Lei Hu said:
Hi there,
This is to follow up my preivous question about primary server name in a SOA
record.
Q1: Must the DNS server that holds the master copy of a .dns file be the
primary server for the zone?
Depends on what you mean by "master". While Primary
is a very specific technical term in DNS, the word "Master"
is a bit more flexible.
Sometimes we use the term "master" to mean the Primary or
any of the SET of Active Directory Integrated DNS servers
(AD-Int-DNS) -- here the word emphasizes which machine,
or set of machines, can CHANGE the zone.
A master in this sense should be listed in the SOA.
The more technical and traditional use of the word "master"
in DNS is on a Secondary DNS server which much pull the
zone from another DNS server of that same zone: The DNS
server chosen for the source of the file is termed the MASTER
(of that Seconary.)
Many people think this "master" must be the primary but
that is not true -- ANY DNS server of that same zone can
be the master of any other Secondary of that zone (as long
as the master allows the transfer.)
Or put it another way, is it possible for a
server to be the primary DNS server for a zone with the .dns file hosted in
another server?
Not really -- anything is "possible" (if you write you own
DNS server software for instance) but that doesn't make sense
nor would it likely even be useful.
Q2: A DNS server always knows that it is the primary server or a secondary
server.
Yes, because only the Primary (or AD-Int-DNS server SET) can
accept changes.
And Yes, because the Secondaries do not accept changes but
rather pull from another DNS server of that same zone (i.e.,
the Master.)
If it is the primary, it resolves names by looking up its dns file.
Seconardies do precisely this also. Remember that Secondaries
have a full copy of the zone.
Secondaries pull from the zone file from a Master in what is termed
a "Zone Transfer."
FYI: Secondaries and Primaries are ALL "authoritative". (You will
hear people misuse the word "authoritative" to mean Primary.)

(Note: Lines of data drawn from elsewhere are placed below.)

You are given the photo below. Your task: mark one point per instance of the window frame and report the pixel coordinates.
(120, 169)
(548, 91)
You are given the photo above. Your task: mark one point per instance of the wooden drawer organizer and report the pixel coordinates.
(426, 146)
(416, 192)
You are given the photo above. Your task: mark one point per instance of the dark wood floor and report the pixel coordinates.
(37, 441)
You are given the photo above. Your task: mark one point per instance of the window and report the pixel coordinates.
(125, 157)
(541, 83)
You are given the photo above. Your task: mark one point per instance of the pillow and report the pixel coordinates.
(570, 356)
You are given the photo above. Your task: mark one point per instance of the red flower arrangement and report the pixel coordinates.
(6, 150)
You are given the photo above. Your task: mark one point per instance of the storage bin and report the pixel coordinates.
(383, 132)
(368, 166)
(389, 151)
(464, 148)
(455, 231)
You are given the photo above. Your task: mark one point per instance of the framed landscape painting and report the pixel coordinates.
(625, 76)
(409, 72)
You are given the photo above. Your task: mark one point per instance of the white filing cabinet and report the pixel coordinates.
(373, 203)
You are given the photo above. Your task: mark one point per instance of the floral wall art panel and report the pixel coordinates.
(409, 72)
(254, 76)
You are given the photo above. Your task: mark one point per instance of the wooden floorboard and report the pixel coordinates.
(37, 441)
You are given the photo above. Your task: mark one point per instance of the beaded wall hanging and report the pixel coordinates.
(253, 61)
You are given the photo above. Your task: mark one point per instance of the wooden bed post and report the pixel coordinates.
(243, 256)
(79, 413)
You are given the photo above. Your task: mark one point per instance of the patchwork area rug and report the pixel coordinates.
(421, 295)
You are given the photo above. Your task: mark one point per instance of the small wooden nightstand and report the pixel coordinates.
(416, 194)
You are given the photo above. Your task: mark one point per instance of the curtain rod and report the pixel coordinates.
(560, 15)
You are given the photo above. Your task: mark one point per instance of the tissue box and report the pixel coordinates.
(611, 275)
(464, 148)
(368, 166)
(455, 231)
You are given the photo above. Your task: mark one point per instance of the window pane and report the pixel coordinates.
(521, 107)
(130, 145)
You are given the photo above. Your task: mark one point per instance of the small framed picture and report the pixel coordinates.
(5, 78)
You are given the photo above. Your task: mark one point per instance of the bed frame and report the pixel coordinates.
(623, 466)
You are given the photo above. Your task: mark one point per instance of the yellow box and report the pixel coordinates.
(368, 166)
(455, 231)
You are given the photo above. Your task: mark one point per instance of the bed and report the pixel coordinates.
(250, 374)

Secondaries are authoritative because they have an Authoritative, i.e.,
CORRECT and FULL, copy of the zone with it's SOA record.
No client specifies its primary and secondary DNS servers by their names,
rather, by their IP addresses.
Actually, neither. Clients do not know nor generally care which
is the Primary or Secondary.
[This terminology mistake is VERY common on these lists and a
minor pet peeve of mine since it adds to the confusion of those
who read or hear it incorrectly.]
Clients specify a PREFFERED or an ALTERNATE DNS server.
These servers might be the Primary and the Secondary for the same
zone as the client, or they might be specified in the opposite order.
In fact, it is perfectly possible for the client to use a set of DNS
servers (Preferred and Alternate) that have NOTHING to do directly
with their "own zone". (Note this is not usual for internal clients but
perfectly normal for machines which are ON the Internet.)
So when discussing the client configuartion, use Preferred and
Altnernate or just say the "client configuration" or the NIC->IP
settings.
Therefore, DNS server's name doesn't need to
be resolved.
That part is correct. Whichever you specify you use the
IP, because it wouldn't work if they client had to contact
the DNS server to resovle the DNS server name to contact
the DNS server (ugh!)
So, my question is, what is the primary server name in the SOA
recored for?
Historically, it was more for documentation purposes probably.
But with the additional of DYNAMIC DNS it became one way
a client could discover which DNS server allows for updates.
This is the exception to the rule that "clients don't generally"
need to know the Primary explicitly -- if they will update their
own records dynamically they must find the DNS server which
can accept the changes.
....OR another DNS server much be willing to forward those
changes up the "secondary->master" chain to the Primary.
See above -- why are you worried about this?
You are likely clarify several DNS misconceptions but not
actually getting much useful on your precise questions so it
might be useful to understand the underlying motivation for
those questions.
Are you just "learning" (that's fine) or are you trying to solve
a real-world problem (which we might address directly)?
FYI 2:
Another minor oddness occurs with the Master entry in the
SOA: Historically AD-Int-DNS server sets did not exist and
so this was always PRECISELY ONE DNS server.
Today it would make more sense to allow a LIST of IP or DNS
server names for the "master".
Notice that the term Master here is probably use to mean "the
DNS server that can accept changes for the zone".